Obviously anyone putting nmap at the end of a CGI is just asking for pain, but one traditional view is that this isn't wouldn't be the problem of nmap ... but of whoever decided that it was security concious, not just a "security" application.
Depends, I don't see any real server apps. written in perl/python/php (Ie. smtp, nntp, ntp, ftp, http, etc.) ... and although we're starting to see some small GUI apps. written in python, they are almost uniformly terrible and fail to run or anything but the developers box.
Some of us just don't mind thinking about the materials as we build the bridge, because let's face it ... you aren't going to be happy if the bridge is made of glass.

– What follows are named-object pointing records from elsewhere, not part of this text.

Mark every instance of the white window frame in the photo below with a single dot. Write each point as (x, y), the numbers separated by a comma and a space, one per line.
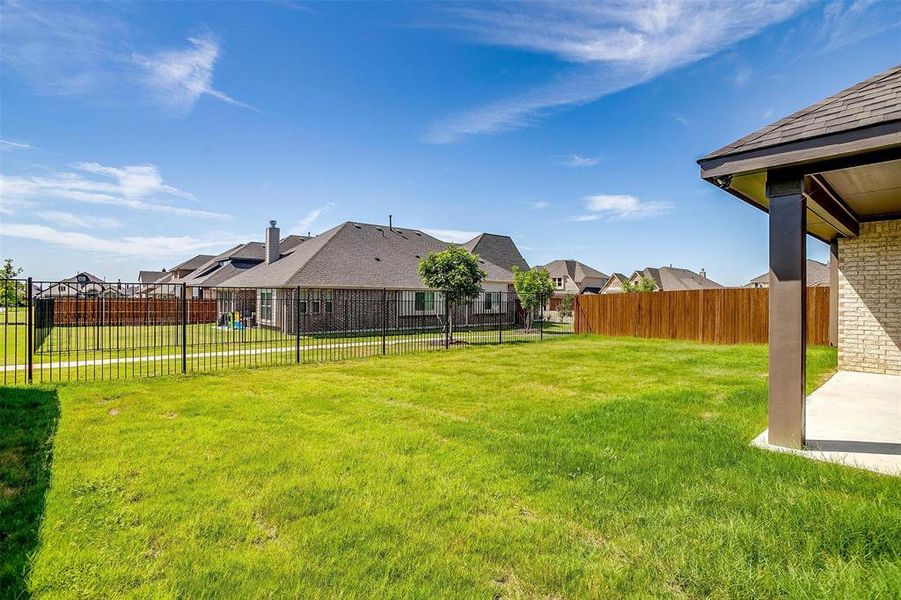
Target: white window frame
(270, 306)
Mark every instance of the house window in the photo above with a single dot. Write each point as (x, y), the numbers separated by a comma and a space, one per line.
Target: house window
(266, 305)
(491, 302)
(424, 302)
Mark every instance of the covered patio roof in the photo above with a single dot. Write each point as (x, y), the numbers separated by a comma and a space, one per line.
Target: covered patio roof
(847, 146)
(823, 171)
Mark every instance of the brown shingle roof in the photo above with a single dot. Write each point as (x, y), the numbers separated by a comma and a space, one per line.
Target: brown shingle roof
(497, 249)
(355, 255)
(871, 102)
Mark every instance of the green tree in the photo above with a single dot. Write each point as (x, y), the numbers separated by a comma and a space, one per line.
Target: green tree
(566, 305)
(455, 271)
(533, 287)
(13, 292)
(644, 284)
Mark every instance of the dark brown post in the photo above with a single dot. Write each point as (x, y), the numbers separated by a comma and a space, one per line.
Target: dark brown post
(384, 318)
(29, 329)
(788, 308)
(833, 293)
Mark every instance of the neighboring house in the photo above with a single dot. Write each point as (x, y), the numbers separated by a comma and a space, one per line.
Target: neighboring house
(669, 279)
(497, 249)
(184, 269)
(220, 269)
(82, 285)
(614, 284)
(817, 276)
(353, 262)
(572, 277)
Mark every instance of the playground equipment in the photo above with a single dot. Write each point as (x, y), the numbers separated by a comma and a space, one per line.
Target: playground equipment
(232, 320)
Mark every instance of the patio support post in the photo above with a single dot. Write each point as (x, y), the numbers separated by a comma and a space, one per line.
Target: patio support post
(787, 308)
(833, 293)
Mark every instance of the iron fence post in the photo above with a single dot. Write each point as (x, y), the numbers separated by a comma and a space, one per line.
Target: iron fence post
(297, 326)
(446, 322)
(500, 321)
(184, 328)
(29, 333)
(384, 318)
(541, 320)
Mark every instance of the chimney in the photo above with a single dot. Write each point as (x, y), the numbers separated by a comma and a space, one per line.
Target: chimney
(272, 252)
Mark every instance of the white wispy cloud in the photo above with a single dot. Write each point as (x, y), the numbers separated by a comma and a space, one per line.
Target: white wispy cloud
(575, 161)
(608, 46)
(181, 77)
(11, 145)
(145, 247)
(303, 225)
(456, 236)
(741, 77)
(58, 217)
(621, 207)
(66, 48)
(130, 187)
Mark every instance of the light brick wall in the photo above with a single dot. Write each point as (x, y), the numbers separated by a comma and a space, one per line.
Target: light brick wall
(869, 299)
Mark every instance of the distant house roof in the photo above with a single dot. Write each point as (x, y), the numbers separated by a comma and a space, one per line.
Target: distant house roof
(151, 276)
(817, 275)
(356, 255)
(192, 263)
(673, 278)
(870, 102)
(237, 259)
(497, 249)
(583, 275)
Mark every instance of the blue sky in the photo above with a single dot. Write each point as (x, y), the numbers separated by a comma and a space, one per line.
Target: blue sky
(136, 135)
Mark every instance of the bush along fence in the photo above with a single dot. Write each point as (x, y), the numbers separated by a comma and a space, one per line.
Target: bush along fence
(61, 331)
(720, 316)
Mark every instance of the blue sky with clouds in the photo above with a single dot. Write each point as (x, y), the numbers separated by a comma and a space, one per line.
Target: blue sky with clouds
(136, 135)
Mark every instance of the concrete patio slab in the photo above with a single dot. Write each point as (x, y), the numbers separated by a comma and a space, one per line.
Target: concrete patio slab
(853, 419)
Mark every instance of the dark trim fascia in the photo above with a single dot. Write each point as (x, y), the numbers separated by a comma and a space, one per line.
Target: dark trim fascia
(882, 217)
(822, 149)
(833, 209)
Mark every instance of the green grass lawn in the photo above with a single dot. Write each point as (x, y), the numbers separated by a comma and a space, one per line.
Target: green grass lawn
(582, 467)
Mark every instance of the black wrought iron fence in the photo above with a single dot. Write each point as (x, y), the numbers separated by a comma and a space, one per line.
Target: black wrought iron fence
(63, 331)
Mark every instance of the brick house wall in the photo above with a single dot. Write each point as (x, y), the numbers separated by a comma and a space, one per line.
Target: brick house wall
(869, 314)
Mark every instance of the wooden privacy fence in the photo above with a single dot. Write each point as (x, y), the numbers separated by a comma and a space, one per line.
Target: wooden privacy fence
(721, 316)
(128, 311)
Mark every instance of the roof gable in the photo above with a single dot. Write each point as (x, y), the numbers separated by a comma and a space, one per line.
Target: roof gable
(497, 249)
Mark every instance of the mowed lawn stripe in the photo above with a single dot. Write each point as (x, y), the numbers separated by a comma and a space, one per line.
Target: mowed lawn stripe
(580, 467)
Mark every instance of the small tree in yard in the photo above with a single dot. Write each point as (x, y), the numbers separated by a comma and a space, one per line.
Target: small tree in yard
(455, 271)
(13, 292)
(644, 284)
(533, 287)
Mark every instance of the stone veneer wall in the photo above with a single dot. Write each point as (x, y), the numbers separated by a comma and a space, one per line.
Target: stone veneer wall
(869, 299)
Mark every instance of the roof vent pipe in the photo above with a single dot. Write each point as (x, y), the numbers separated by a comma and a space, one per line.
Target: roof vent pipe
(272, 251)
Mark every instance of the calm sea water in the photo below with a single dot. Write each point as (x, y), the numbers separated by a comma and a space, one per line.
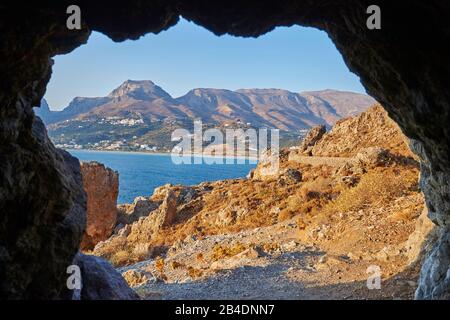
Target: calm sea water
(141, 173)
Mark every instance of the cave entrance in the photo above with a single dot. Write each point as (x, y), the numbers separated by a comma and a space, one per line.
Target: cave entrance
(348, 198)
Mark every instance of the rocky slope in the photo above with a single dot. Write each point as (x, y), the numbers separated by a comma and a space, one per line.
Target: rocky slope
(273, 108)
(311, 230)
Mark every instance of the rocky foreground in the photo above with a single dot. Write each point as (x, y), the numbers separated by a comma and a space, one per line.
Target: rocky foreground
(342, 202)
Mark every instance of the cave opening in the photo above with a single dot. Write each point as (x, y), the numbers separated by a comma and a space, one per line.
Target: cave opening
(414, 97)
(123, 138)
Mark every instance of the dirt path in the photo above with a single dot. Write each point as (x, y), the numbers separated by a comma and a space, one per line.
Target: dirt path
(317, 161)
(292, 270)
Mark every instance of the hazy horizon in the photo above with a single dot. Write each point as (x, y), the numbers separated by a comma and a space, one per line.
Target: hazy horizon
(296, 59)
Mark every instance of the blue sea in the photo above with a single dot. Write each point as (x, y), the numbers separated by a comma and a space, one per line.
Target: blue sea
(141, 173)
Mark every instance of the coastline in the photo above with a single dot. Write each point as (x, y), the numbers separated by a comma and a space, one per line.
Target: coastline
(161, 154)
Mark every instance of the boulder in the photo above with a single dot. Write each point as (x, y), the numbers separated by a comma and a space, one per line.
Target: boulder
(167, 212)
(100, 281)
(313, 136)
(291, 176)
(101, 185)
(136, 277)
(141, 207)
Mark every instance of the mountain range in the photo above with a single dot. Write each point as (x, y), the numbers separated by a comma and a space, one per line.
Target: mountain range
(272, 108)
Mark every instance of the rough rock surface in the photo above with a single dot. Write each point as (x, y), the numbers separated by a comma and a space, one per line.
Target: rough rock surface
(100, 281)
(42, 215)
(400, 65)
(167, 212)
(141, 207)
(350, 136)
(314, 135)
(102, 188)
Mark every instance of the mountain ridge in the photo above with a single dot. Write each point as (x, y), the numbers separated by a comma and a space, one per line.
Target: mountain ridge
(273, 108)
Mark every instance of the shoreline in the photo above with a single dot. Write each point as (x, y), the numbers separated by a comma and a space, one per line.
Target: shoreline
(166, 154)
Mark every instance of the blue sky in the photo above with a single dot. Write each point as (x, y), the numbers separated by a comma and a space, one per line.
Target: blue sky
(188, 56)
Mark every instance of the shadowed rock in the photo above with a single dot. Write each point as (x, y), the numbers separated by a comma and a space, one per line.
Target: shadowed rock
(102, 188)
(100, 281)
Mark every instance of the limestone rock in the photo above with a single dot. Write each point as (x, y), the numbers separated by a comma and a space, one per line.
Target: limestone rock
(167, 211)
(434, 281)
(135, 277)
(351, 136)
(141, 207)
(313, 136)
(101, 185)
(100, 281)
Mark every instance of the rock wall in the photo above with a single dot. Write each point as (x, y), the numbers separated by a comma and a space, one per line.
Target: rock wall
(101, 185)
(405, 66)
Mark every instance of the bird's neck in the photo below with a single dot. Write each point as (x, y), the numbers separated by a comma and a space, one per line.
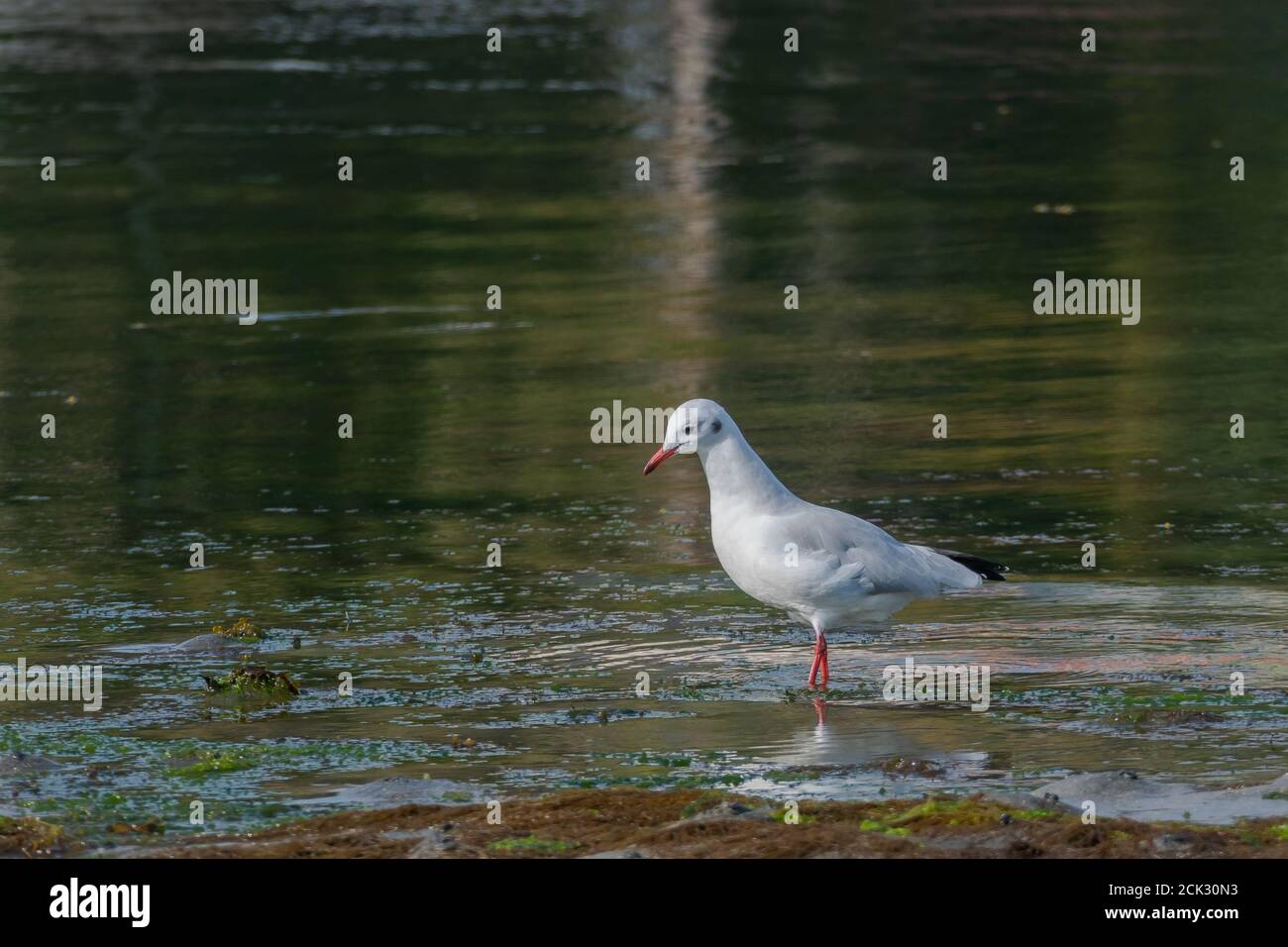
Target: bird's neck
(738, 476)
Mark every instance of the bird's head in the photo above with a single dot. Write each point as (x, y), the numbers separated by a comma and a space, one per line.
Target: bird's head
(695, 427)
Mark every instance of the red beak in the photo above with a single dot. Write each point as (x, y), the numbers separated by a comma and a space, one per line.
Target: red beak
(656, 460)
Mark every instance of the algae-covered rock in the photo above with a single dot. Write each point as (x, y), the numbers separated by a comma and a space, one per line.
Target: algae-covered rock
(31, 838)
(250, 678)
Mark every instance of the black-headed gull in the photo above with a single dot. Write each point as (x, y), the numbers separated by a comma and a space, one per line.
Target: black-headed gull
(824, 567)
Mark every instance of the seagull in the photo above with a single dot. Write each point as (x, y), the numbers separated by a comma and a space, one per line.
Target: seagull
(820, 566)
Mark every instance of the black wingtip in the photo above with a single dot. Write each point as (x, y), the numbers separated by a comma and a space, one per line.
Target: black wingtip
(990, 571)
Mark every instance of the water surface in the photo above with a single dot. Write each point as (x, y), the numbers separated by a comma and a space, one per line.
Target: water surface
(366, 557)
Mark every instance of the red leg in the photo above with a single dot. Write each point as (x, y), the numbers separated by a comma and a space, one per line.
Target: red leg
(819, 660)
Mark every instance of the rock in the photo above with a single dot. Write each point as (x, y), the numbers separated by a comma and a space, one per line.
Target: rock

This really isn't a problem with C, and half decent C programer can make a simple string API that is safe (and I think you'll find all the secure apps. do this). Or you can even just use one someone else already made. However a lot of people "learn to paint" with C, and too often those early rough sketches end up being used by a lot of people.
When ext3 was created it was a fork form the ext2 code base ... so the above is mainly just misinformed /. crap. It's like saying OpenBSD doesn't share code with NetBSD.
Yes, it's true, that the implementation that had to be changed for the journalling code in ext3 didn't get moved back to ext2 ... but that was so that ext2 didn't have any kind of changes (from an engineering POV any change is bad).
Indeed all "new" ext2 features seem to be going into the ext3 driver only. The ext2 driver is just being kept for ultra stability.
It's not obvious that the above is legal though, for a normal company. For a company that owns/controls both the OS and product, it's even less likely.
So what about the business with a firewall that doesn't allow machines to connect to microsoft's update servers ... are you saying that MS should be allowed to say you can't firewall their products? What about if you run more than one service on that machine, and the update breaks the other non-MS service ... should they then be allowed to require you to update?
Most companies solve this problem by saying it isn't supported on platforms, they don't support. Not that it is not allowed to use it on platforms they don't support.
Is that even possible with rpm? I didn't think it was posible to turn off autodetection of libc etc.
Of course, even if you do, then whne you compile something on 8.0 with glibc updates it won't work on a system without those updates.